The amendments are about, on the one hand, certainty for the company by enabling the chairman to settle matters relating to the admissibility of votes in accordance with the articles and, on the other, sufficient remedies for members to challenge a decision if it was not reached properly. I think that we have now achieved the right balance.
Government Amendment No. 195 to Clause 286 is a minor amendment to tidy up the drafting of provisions about member requests for general meetings, resolutions and so on. They make the drafting consistent throughout the Bill.
Government Amendment 196 to Clause 288 relates to a situation where a company fails to hold a general meeting in response to a member request. It makes sure that the cost of the meeting can be recouped from the directors, whether they are engaged directly or via a service company.

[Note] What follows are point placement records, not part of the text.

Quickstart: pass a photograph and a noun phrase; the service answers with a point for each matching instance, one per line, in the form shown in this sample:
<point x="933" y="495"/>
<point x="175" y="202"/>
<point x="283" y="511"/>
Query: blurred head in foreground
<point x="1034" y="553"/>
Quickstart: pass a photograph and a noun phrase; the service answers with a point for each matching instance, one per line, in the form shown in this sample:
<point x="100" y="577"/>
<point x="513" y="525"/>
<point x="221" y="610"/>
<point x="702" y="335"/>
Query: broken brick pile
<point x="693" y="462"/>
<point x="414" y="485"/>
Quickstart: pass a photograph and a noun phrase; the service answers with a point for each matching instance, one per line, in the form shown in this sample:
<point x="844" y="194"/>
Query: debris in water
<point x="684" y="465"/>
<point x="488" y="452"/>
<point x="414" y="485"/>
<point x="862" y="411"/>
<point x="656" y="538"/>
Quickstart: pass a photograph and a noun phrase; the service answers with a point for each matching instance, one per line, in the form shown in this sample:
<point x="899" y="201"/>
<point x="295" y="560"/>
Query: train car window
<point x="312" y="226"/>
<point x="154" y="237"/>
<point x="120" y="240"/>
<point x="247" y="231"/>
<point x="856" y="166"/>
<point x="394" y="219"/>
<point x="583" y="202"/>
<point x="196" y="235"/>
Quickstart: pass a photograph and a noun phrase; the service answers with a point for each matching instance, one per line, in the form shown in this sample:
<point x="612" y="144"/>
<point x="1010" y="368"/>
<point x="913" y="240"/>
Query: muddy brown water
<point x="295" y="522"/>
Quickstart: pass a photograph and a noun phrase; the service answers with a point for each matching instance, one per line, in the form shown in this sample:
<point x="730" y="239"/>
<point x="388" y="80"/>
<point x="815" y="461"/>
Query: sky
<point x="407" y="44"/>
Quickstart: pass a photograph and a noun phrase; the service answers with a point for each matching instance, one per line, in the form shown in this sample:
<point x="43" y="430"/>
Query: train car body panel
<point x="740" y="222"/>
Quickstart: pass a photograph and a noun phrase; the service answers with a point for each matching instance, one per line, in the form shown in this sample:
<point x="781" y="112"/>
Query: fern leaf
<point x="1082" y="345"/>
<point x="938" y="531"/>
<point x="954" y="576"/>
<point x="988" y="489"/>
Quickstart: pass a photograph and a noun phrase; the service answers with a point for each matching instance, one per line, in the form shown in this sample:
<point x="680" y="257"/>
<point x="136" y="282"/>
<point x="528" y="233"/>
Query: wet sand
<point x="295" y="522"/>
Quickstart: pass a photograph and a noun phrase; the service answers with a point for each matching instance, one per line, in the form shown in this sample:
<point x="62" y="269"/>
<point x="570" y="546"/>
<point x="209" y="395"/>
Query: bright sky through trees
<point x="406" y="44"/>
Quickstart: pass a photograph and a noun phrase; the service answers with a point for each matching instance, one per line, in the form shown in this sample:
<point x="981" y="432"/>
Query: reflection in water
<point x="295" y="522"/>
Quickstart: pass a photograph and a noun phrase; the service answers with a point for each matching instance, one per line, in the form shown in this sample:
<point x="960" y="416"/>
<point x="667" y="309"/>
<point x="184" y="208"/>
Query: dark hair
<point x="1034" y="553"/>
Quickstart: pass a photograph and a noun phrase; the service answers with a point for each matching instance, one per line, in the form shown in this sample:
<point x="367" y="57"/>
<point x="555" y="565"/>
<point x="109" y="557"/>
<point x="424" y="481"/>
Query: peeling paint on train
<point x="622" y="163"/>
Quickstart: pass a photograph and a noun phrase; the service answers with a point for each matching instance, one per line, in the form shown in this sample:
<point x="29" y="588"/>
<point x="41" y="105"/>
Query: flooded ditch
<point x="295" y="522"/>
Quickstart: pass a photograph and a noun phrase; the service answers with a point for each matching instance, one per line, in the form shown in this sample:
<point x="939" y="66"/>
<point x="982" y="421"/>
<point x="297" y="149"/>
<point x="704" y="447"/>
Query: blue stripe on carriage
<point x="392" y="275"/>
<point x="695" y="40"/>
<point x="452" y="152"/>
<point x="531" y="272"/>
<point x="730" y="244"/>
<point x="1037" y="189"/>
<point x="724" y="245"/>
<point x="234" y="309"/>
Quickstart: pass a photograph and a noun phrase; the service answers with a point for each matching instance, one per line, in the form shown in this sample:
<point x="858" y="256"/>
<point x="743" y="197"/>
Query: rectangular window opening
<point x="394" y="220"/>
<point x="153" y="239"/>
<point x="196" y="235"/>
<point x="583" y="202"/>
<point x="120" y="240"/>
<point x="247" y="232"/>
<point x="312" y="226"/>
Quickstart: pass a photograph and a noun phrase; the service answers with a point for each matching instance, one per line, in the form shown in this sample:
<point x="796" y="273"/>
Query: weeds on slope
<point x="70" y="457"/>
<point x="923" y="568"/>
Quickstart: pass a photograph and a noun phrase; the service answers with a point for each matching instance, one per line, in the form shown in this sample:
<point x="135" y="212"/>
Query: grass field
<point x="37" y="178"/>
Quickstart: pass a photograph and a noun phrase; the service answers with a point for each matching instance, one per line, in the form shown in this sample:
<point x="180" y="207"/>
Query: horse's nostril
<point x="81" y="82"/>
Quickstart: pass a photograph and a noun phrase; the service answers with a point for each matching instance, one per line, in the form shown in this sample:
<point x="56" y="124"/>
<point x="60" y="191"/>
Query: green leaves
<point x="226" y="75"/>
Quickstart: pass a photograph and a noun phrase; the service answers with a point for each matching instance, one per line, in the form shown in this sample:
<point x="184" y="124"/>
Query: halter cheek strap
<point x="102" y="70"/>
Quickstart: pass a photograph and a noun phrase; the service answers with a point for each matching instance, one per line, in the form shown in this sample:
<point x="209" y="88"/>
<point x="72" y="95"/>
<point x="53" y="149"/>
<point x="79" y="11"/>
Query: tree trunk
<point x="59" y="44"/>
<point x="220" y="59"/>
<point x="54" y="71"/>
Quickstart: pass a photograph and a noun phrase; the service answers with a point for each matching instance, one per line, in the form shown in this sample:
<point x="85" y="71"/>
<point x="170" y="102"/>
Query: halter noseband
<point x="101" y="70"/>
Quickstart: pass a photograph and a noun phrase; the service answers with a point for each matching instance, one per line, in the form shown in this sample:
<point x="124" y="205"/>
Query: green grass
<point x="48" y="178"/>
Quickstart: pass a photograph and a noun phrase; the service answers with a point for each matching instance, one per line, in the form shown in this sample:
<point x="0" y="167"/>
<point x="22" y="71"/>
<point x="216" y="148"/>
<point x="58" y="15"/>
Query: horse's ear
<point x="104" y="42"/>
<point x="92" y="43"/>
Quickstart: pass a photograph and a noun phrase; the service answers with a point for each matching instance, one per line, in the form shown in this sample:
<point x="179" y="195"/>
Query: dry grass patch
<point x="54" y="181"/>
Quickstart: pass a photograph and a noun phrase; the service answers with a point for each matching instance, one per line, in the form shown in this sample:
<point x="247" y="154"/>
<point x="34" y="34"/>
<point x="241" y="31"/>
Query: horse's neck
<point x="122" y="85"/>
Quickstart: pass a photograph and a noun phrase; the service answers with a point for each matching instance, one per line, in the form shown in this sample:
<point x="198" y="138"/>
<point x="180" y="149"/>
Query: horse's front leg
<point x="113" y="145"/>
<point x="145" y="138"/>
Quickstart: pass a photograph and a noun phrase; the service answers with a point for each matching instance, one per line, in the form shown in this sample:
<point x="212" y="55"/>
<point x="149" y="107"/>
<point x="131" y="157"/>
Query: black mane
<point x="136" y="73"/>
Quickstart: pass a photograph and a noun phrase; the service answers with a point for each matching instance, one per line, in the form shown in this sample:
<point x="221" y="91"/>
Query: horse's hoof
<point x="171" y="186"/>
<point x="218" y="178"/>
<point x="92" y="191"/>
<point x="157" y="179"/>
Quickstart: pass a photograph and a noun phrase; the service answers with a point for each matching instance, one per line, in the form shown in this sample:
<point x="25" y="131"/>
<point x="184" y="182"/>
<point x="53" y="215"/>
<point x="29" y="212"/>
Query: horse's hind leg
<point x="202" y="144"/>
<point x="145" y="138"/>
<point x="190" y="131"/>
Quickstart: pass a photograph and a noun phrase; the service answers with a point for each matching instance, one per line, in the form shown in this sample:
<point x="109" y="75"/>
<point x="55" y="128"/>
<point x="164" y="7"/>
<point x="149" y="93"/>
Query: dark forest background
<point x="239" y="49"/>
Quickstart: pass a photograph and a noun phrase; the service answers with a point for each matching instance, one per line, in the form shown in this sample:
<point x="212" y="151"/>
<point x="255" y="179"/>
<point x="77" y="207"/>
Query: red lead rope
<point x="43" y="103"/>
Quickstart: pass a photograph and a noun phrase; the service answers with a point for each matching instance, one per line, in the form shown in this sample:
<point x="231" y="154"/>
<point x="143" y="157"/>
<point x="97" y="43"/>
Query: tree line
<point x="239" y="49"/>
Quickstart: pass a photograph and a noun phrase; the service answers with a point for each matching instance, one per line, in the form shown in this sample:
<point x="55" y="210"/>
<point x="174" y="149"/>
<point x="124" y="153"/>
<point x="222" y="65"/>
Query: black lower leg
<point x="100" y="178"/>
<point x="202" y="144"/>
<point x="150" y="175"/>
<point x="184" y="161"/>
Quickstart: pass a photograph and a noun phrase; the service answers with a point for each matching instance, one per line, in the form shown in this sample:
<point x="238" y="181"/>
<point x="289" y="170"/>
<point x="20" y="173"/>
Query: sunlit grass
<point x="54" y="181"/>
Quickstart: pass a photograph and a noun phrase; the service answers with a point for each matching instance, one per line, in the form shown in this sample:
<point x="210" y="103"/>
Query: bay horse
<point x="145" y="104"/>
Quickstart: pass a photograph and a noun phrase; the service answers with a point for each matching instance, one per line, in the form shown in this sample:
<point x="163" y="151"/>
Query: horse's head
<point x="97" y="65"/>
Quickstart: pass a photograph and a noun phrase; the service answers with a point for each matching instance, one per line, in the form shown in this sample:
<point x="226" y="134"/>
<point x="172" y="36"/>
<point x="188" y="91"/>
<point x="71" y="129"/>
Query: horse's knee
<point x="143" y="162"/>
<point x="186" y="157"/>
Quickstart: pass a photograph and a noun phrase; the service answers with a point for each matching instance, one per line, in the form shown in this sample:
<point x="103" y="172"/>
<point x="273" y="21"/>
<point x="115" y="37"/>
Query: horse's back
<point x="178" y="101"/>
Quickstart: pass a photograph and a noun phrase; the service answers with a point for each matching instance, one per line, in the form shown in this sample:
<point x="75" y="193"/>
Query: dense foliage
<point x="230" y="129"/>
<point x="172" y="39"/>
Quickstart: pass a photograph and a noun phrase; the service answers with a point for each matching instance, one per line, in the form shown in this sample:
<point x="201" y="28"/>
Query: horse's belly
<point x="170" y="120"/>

Government amendments to Clause 290 improve the drafting by clarifying how AGMs can be called on short notice. Government Amendments Nos. 199, 202 and 203 to Clauses 297, 321 and 325 add a cross-reference to ensure that companies are aware of their potential obligations under Part 9. Amendment No. 204 to Clause 333 corrects a drafting error.
Amendment No. 208 inserts a new clause to ensure clarity and consistency in the calculation of time periods in relation to meetings and resolutions. It responds to concerns raised in another place about whether, in calculating periods of notice, the date of the notice and the date of the meeting are supposed to be excluded. Amendment No. 248 to Clause 406 is a drafting improvement on a similar point.
Moved, That that the House do agree with the Commons in their Amendment No. 156.(Lord Sainsbury of Turville.)
On Question, Motion agreed to.
Lord Sainsbury of Turville: My Lords, I beg to move that the House do agree with the Commons in their Amendments Nos. 157 to 211.
Moved accordingly, and, on Question, Motion agreed to.
Lord McKenzie of Luton: My Lords, I beg to move that the House do agree with the Commons in their Amendment No. 212.